The Supreme Court has affirmed its ruling directing the Philippine Amusement and Gaming Corporation (Pagcor) and the Philippine Charity Sweepstakes Office (PCSO) to remit portions of their revenues to fund the Philippine Sports Commission (PSC).
In a resolution dated 7 October 2025, the high court en banc denied the motions for reconsideration filed by Pagcor and PCSO, reiterating that funding for the PSC is mandatory and grounded in law. The resolution was written by Senior Associate Justice Marvic Leonen.
The court stressed that the PSC’s creation is supported by the Constitution and that Pagcor and PCSO cannot refuse to carry out their statutory obligations.
Pagcor had argued that the ruling should be applied prospectively, warning that retroactive application would result in over-remittance to other obligations and possible overpayment of income taxes. It also said payments of franchise tax and the national government’s income share should be prioritized before remittances to the PSC.

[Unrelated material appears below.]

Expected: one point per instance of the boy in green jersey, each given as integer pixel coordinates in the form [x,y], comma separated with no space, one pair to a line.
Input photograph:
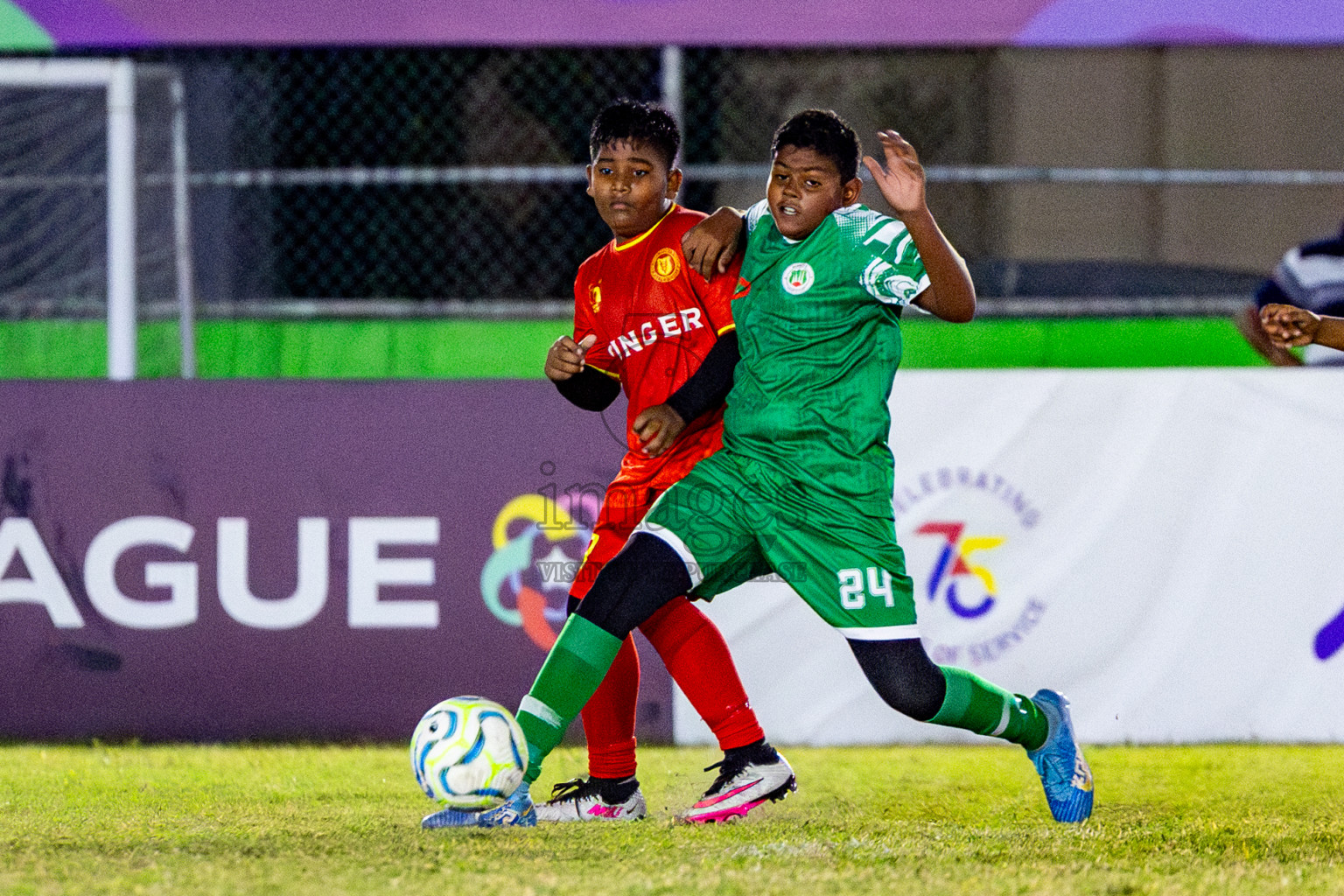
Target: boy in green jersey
[804,482]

The Supreme Court rejected these arguments, noting that the PSC’s charter, Republic Act No. 6847, clearly mandates that the commission receive 5 percent of Pagcor’s gross income, without stating that the computation should be made after franchise tax deductions.
Pagcor’s claim of unfair burden due to retroactive application was likewise dismissed. The court said Pagcor itself had recommended the incorrect interpretation of remittance rules to the Office of the President.
The ruling stated: “It made its proposal despite the clear mandate in legislation. Therefore, PAGCOR cannot rely on the doctrine of good faith, as they were directly involved in proposing the incorrect interpretation.”
The court also ruled that concerns over potential income tax overpayments were speculative and did not exempt Pagcor from complying with its obligations. It added that while prospective application could cause inconvenience and added expenses for Pagcor, the company’s prolonged improper remittances had caused direct harm to the PSC and its beneficiaries.
PCSO’s separate motion, which argued that PSC allocations should come only from sweepstakes draws and not from lotto operations, was also denied. The court said the law should be interpreted to include lotto draws as a source of remittance, warning that distinguishing between “sweepstakes” and “lottery” would create an exception not provided by law.
While acknowledging PCSO’s reported remittances to the PSC, the court said the agency must still show that the amounts correspond to 30 percent of the net proceeds of six sweepstakes or lottery draws per year, as required under the PSC charter.